I have argued with one people too many about how one is different from the other. A part of me cautions, that topics like these could incite the wrath of a lot of people, but I cannot help wonder if I’m the only one thinking this.


When wars are started over religion, when households divide on two opposing sides, aren’t we really just fighting over events in history?


Aren’t all holy books the same? Through stories, they speak of the same principles. Thou shall not steal. Thou shall not kill. Why do we draw swords on whose prophet came first and who was the holiest?


Aren’t all holy books didactic manuals on living?


Of the religions I’ve studied, and even though I am by no means an expert, I see the same teachings. They remind us to remember we aren’t the creator; that God exists, in one name or form. They teach us that we’re a grain of sand in a sea of the universe. They show us that loving ourselves and the people around us will bring us closer to our creator. They have always spoken of love. Of forgiveness and of tolerance and compassion. Of helping the weak. And we spend countless hours arguing over who won the war.


It pains me to see people kill each other, to draw blood in the name of religion and worse, in the guise of politics, when killing is never preached in religion. No religion tells you to go out and kill someone because you think they are wrong. How does that win an argument? It is only that your opponent is dead – and there is no victory there.


I’ve heard and sometimes participated in countless arguments where people squabble over how their prophet said something and someone else would disagree. They would quote books and scholars and speak of authenticating everything, when in reality they cannot. They argue over events that took place hundreds, sometimes thousands of years ago, whether the donkey came head-first into the city or whether the floor really was made of glass or water.
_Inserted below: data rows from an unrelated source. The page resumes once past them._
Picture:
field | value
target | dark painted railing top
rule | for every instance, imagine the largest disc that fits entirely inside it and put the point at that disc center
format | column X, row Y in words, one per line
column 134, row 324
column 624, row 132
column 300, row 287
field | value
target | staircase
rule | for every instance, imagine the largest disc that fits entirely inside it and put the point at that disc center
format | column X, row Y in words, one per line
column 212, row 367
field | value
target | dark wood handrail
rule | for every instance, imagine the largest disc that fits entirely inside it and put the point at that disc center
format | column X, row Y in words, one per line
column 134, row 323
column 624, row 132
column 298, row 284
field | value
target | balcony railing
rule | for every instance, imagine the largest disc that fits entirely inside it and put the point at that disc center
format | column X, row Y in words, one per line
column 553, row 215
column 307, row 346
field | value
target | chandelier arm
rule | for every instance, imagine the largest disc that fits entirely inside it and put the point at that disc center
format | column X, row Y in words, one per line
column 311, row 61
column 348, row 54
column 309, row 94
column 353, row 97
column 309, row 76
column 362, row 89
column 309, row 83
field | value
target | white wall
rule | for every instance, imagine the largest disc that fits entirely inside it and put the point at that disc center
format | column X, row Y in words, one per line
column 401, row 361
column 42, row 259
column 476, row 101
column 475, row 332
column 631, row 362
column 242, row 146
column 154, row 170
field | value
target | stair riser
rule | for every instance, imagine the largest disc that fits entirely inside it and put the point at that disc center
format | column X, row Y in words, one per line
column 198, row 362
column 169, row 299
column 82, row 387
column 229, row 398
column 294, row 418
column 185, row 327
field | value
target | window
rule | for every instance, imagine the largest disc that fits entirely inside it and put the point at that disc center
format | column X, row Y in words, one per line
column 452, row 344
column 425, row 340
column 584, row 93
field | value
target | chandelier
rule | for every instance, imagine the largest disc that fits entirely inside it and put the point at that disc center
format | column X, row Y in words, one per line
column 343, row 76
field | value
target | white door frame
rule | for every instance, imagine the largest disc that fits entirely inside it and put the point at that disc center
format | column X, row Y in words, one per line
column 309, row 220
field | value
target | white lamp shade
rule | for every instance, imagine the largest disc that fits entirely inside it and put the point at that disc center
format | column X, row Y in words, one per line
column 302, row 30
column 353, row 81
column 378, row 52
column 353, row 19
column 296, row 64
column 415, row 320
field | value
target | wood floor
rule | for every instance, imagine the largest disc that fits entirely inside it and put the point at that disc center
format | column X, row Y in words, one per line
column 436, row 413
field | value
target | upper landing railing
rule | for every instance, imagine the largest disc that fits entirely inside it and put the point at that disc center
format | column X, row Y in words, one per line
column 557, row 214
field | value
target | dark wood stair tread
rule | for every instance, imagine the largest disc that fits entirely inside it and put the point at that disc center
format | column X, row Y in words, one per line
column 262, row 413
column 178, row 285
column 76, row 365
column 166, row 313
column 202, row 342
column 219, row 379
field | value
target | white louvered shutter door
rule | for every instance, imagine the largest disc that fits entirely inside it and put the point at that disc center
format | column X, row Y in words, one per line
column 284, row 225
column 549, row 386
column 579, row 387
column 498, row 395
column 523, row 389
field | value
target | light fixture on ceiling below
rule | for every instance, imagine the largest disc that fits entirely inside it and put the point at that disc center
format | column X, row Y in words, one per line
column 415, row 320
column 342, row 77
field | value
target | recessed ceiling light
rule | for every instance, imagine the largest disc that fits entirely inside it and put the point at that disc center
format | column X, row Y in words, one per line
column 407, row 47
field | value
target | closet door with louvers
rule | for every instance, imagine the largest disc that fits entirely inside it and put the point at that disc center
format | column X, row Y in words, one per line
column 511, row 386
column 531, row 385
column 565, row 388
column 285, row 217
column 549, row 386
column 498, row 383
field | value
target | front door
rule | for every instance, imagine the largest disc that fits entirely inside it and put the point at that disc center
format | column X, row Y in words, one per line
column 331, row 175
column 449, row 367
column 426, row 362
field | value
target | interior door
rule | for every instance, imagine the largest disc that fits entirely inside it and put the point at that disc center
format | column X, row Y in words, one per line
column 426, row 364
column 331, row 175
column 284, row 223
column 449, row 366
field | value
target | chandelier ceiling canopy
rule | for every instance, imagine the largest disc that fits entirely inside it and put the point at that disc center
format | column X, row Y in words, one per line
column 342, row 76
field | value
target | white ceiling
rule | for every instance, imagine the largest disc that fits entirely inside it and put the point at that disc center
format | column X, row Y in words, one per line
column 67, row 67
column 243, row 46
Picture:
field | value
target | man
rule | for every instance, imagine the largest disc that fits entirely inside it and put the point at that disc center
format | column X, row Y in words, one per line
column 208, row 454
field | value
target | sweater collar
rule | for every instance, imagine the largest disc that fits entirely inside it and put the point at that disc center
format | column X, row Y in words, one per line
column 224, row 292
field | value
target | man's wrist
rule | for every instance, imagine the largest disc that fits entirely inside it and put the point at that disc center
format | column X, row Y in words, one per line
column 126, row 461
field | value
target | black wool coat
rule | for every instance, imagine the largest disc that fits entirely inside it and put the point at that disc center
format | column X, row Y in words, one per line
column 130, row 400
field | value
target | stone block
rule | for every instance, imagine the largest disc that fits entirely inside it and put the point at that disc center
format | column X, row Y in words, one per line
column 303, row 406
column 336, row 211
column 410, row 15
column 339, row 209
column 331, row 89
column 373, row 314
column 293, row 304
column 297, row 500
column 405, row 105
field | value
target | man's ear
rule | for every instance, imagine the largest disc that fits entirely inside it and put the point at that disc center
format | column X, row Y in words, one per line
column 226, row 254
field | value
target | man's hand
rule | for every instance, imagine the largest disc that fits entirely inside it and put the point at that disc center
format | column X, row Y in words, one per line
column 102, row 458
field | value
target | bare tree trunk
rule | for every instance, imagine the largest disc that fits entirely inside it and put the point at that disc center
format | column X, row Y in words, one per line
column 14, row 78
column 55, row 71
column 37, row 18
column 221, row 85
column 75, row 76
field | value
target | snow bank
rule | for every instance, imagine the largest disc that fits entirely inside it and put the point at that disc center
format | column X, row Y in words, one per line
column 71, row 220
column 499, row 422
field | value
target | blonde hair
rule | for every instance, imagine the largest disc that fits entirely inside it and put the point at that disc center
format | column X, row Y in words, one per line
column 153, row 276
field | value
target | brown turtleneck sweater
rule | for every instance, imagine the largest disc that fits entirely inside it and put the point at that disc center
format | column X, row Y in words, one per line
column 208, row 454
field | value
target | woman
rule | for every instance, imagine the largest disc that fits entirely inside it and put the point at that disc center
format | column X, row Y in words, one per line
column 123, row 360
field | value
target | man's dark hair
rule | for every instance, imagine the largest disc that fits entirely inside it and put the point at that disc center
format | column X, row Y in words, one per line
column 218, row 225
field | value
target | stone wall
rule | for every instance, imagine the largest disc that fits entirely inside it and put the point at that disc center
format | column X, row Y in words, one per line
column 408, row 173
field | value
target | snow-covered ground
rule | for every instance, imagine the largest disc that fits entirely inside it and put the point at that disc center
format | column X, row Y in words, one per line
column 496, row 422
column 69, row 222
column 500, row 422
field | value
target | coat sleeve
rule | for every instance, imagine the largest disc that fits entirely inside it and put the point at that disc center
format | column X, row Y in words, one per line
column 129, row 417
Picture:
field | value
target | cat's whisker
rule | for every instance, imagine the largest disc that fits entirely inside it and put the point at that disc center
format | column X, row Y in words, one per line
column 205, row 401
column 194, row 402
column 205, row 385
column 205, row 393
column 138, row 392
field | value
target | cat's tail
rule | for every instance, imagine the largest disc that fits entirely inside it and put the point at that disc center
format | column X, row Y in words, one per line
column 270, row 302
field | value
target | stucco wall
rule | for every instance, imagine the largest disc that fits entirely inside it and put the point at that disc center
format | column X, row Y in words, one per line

Why do people fight over which teaching is true and which isn’t when the simplicities of right and wrong are stamped into every human being by default? Every holy book speaks of heaven and hell - what needs to be done to be a good human being. We’re caught in disagreements over how and when the world will end.


It will end – Everything ends! Wouldn’t it be more productive to learn to live; for whatever time we have left in the world? Together?


I sit there and wonder sometimes when the story became more important than the moral behind it?


When you give your child the lovely colored pages on Cinderella, do you argue whether the glass slipper she lost, fit her left foot, or her right foot? To the child you explain that dreams do come true. So why do we argue over the events in the stories that are written in holy books when, in fact, arguments should only arise if someone disagrees on the derived moral of the story?


The holy books partly speak of a history so many centuries before us that it is nearly impossible for many of us to verify anything anymore. Everything is about belief. Everything is about the centuries’ worth of knowledge and wisdom that has trickled down from God to the prophets to the first believers and now to us. But history is fickle. The victor always tells the tale. They decide what is good enough to be documented; they dictate what should be immortalized. Isn’t that the way of the world? So why do we argue over something none of us have lived through?


Isn’t religion about belief? Belief in the existence of the creator, the fundamentals of life, of co-existence, of self governance?


Or is religion only about history and who was right and who was wrong in a war thousands of years ago?